The Brood


The Brood

(pop culture)Introduced by writer Chris Claremont and artist Dave Cockrum in Uncanny X-Men #155 (1982), this extraterrestrial race may remind comics readers of the creatures designed by H. R. Giger for Twentieth Century Fox's Alien blockbuster film series. The Brood resemble gigantic insects, averaging 8 feet in length, with six legs, and with a tail that ends in two stingers. Their large heads seem more reptilian, with rows of sharp teeth. Their thick carapaces serve as armor, and “warrior” Brood have transparent wings, enabling them to fly. Like ants or bees, the Brood organize themselves into a hive-like society, under a queen, which is far larger than any other Brood and is capable of laying eggs. As with another similar race, Star Trek's Borg, the Queen can communicate telepathically with her subjects. Fox's Aliens use humans as hosts for their young, which then burst out from their bodies. Claremont's Broodqueens implant eggs into the bodies of humans or other hosts. But when the egg hatches within the host's body, the embryo takes over the host's body from within, genetically transforming the host into an adult member of the Brood. The Brood member can retain the host's form or change back and forth between the host's form and its Brood form. The Brood member will retain any superhuman powers that its host possessed.
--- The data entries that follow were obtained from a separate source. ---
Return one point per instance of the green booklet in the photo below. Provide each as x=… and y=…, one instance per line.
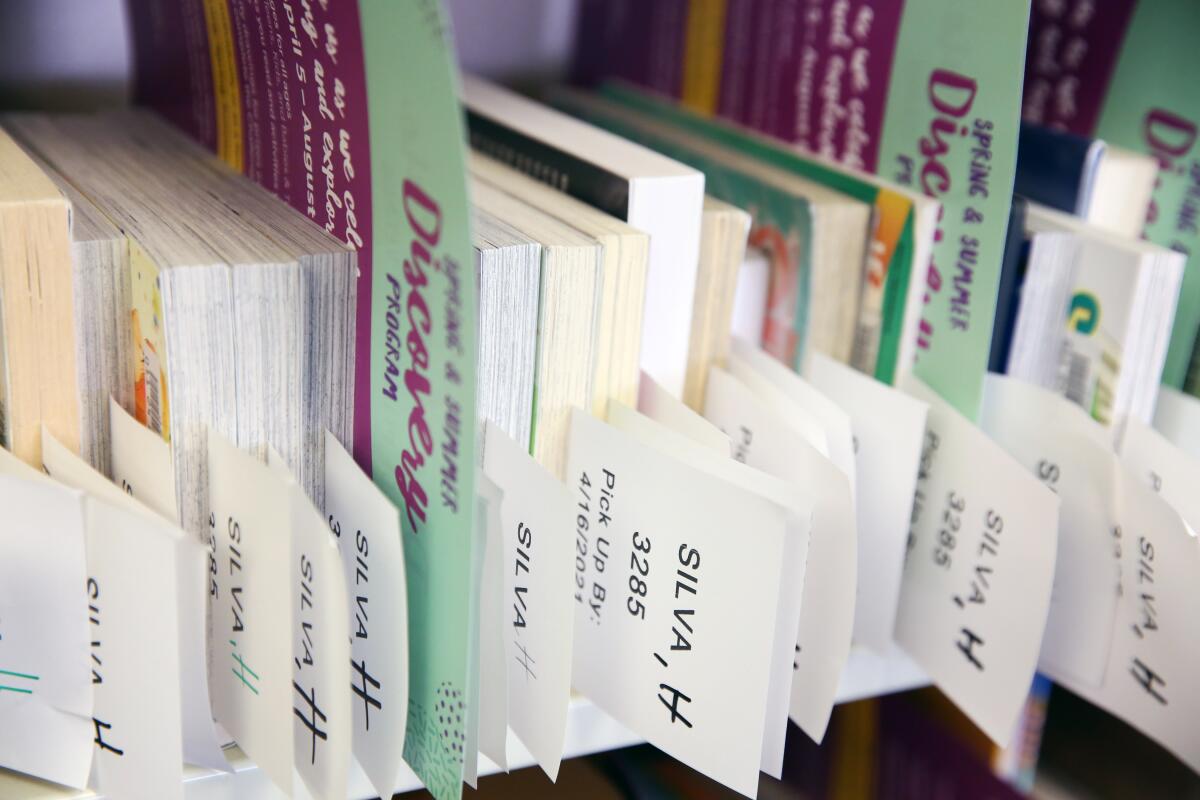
x=1120, y=73
x=781, y=221
x=948, y=128
x=897, y=257
x=349, y=112
x=925, y=94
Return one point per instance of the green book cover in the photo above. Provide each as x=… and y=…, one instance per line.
x=949, y=130
x=1121, y=74
x=781, y=223
x=892, y=245
x=423, y=364
x=349, y=113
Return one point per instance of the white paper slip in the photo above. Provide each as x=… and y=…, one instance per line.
x=977, y=581
x=135, y=645
x=493, y=680
x=250, y=607
x=46, y=690
x=1151, y=680
x=834, y=423
x=1177, y=417
x=796, y=546
x=321, y=651
x=767, y=441
x=367, y=528
x=191, y=584
x=888, y=427
x=1068, y=451
x=539, y=581
x=675, y=623
x=1165, y=468
x=142, y=463
x=666, y=409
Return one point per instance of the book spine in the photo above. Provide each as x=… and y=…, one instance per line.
x=544, y=162
x=1102, y=74
x=703, y=55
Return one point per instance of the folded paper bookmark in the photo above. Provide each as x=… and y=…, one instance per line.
x=321, y=650
x=250, y=611
x=888, y=428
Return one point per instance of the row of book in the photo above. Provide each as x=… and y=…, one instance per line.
x=618, y=242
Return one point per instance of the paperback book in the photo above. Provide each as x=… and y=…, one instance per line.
x=295, y=98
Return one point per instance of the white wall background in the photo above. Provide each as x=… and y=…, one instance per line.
x=76, y=53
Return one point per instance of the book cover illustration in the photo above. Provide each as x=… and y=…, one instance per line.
x=349, y=113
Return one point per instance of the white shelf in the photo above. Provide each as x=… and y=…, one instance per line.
x=588, y=731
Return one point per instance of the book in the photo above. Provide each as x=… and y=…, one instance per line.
x=624, y=253
x=901, y=233
x=750, y=296
x=241, y=310
x=723, y=238
x=816, y=236
x=1107, y=74
x=567, y=320
x=1008, y=295
x=925, y=94
x=1108, y=186
x=1111, y=335
x=39, y=377
x=508, y=266
x=653, y=193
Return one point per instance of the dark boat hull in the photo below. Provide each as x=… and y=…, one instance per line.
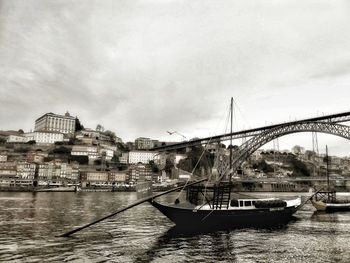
x=225, y=218
x=330, y=208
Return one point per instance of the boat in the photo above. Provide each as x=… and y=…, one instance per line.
x=327, y=200
x=215, y=205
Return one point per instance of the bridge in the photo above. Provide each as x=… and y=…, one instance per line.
x=334, y=118
x=258, y=137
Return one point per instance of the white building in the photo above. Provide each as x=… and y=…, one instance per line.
x=143, y=143
x=83, y=150
x=56, y=123
x=124, y=158
x=44, y=137
x=142, y=156
x=26, y=170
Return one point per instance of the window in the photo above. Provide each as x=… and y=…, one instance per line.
x=247, y=203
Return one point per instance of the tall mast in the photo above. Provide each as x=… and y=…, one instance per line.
x=231, y=135
x=327, y=174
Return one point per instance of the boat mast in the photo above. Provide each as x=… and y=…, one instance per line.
x=231, y=138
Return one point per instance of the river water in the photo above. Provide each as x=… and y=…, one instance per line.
x=29, y=223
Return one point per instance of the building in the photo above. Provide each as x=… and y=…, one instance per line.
x=124, y=158
x=82, y=150
x=44, y=137
x=117, y=177
x=142, y=156
x=56, y=171
x=56, y=123
x=138, y=172
x=143, y=143
x=3, y=157
x=8, y=170
x=26, y=170
x=89, y=136
x=16, y=139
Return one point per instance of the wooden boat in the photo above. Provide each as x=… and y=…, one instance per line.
x=214, y=206
x=327, y=200
x=221, y=210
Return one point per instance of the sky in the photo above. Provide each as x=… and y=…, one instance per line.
x=141, y=68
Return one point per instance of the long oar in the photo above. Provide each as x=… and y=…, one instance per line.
x=140, y=201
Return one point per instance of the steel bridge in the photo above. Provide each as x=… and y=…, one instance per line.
x=334, y=118
x=260, y=136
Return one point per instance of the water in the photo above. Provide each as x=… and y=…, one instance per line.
x=29, y=223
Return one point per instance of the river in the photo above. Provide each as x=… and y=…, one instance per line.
x=30, y=222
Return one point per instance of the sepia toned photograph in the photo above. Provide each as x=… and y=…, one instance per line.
x=175, y=131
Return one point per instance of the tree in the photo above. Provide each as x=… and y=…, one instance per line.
x=111, y=135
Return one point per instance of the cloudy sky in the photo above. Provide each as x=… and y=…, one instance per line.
x=141, y=68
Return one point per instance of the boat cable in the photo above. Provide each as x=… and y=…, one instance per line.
x=194, y=168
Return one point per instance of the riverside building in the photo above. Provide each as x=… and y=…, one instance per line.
x=56, y=123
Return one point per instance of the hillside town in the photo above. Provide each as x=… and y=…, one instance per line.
x=61, y=152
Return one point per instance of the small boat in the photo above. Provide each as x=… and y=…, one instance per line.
x=327, y=200
x=215, y=206
x=220, y=210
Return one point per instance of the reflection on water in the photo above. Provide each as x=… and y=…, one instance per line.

No mere animals, the Brood have developed highly advanced science, including the genetic engineering methods they utilized to endow the XMen's ally Carol Danvers with the superhuman powers she used as Binary to manipulate cosmic energies. The Brood enslave the Acanti, creatures resembling whales that can travel through space, to use them as living starships. Nonetheless, Brood culture seems to have no higher goals than satisfying their needs to feed and to reproduce. Besides the X-Men, the Brood have also clashed with the Fantastic Four and Ghost Rider.